Andrew Murphy, aviation policy officer at T&E, said: “The EU stopped the clock on its own ETS to give ICAO time to develop an environmentally meaningful measure, not a voluntary scheme which postpones serious action for a decade or more. Europe should be proud of setting the global benchmark, and never replace it with something inferior that is open to bogus offset programmes.”
To realise greater emissions reductions, the EU should reduce the cap of its ETS by 2.6% annually and introduce a similar declining cap for aviation allowances, the report recommends. Phasing out the free allocation of allowances to aircraft operators would require airlines to purchase more general ETS allowances and start to reflect the true cost of their climate impact.
Andrew Murphy said: “Not only has the EU’s ETS disproved sceptics from both within and beyond Europe, but it has served as a model for nascent trading systems in such countries as China and Mexico.

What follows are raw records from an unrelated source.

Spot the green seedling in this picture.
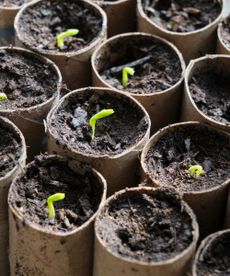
[57,29,79,48]
[89,109,114,141]
[188,165,204,177]
[122,67,135,87]
[47,193,65,220]
[0,92,8,101]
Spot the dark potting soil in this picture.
[0,0,31,7]
[145,125,230,192]
[220,16,230,49]
[19,0,102,52]
[9,156,103,232]
[197,232,230,276]
[189,70,230,125]
[96,190,194,262]
[49,89,148,155]
[142,0,222,33]
[0,49,60,110]
[0,123,22,177]
[99,38,182,94]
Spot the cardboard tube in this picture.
[92,0,136,37]
[0,117,26,276]
[91,33,185,133]
[137,0,223,63]
[8,156,106,276]
[192,229,230,276]
[0,47,62,160]
[141,122,230,237]
[14,0,107,90]
[93,187,199,276]
[47,87,151,194]
[181,55,230,132]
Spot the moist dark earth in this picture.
[145,126,230,192]
[0,0,31,7]
[0,125,22,177]
[189,69,230,125]
[0,49,60,110]
[142,0,221,33]
[99,37,182,94]
[9,156,103,232]
[19,0,102,52]
[197,232,230,276]
[220,16,230,49]
[96,190,193,263]
[49,89,149,155]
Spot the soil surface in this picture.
[0,49,59,110]
[49,89,148,155]
[197,232,230,276]
[9,156,103,232]
[142,0,222,33]
[96,190,193,263]
[19,0,102,52]
[189,70,230,125]
[0,122,22,177]
[0,0,29,7]
[145,126,230,192]
[99,37,182,94]
[220,16,230,49]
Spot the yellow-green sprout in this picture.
[188,165,204,177]
[122,67,135,87]
[57,29,79,48]
[89,109,114,141]
[0,92,8,101]
[47,193,65,220]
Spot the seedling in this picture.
[0,92,8,101]
[122,67,135,87]
[89,109,114,141]
[47,193,65,220]
[57,29,79,48]
[188,165,204,177]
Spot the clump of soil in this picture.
[145,125,230,192]
[0,49,59,110]
[0,0,31,7]
[19,0,102,52]
[50,89,149,155]
[220,16,230,49]
[189,70,230,125]
[99,38,182,94]
[96,190,194,262]
[197,232,230,276]
[142,0,222,33]
[9,156,103,232]
[0,125,22,177]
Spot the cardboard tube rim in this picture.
[46,86,151,160]
[14,0,107,58]
[0,46,62,114]
[217,19,230,54]
[94,187,199,267]
[91,32,186,100]
[8,154,107,237]
[137,0,224,37]
[140,121,230,195]
[0,116,26,182]
[184,55,230,130]
[192,229,230,276]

Replacing the ETS with the promise of something to take effect in 2021 which is far less than global, which sets a weaker target and lacks environmental safeguards, is not the way to strengthen Europe or the world’s climate ambition.”

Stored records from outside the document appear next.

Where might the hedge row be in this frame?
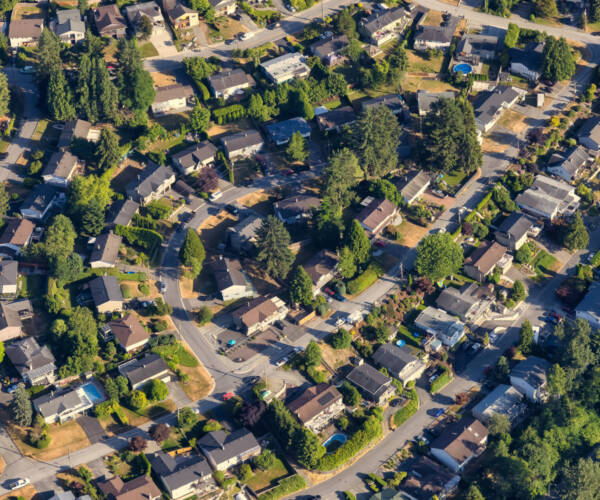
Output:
[315,415,382,471]
[429,368,454,394]
[258,474,306,500]
[346,262,384,295]
[394,389,419,427]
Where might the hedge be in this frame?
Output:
[394,389,419,427]
[346,262,384,295]
[315,415,382,471]
[429,368,454,394]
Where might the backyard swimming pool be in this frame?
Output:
[453,63,473,75]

ICAO has been working for almost two decades on aviation’s climate impact and its latest deadline to produce a result is at its 2016 assembly this month. International aviation and shipping were not explicitly mentioned in the Paris agreement, leaving it unclear how their rapidly growing emissions were to be addressed. Aviation is currently responsible for an estimated 5% of global warming. Without a change in the current projections, emissions will increase by more than four times, potentially to account for 22% of global emissions in 2050.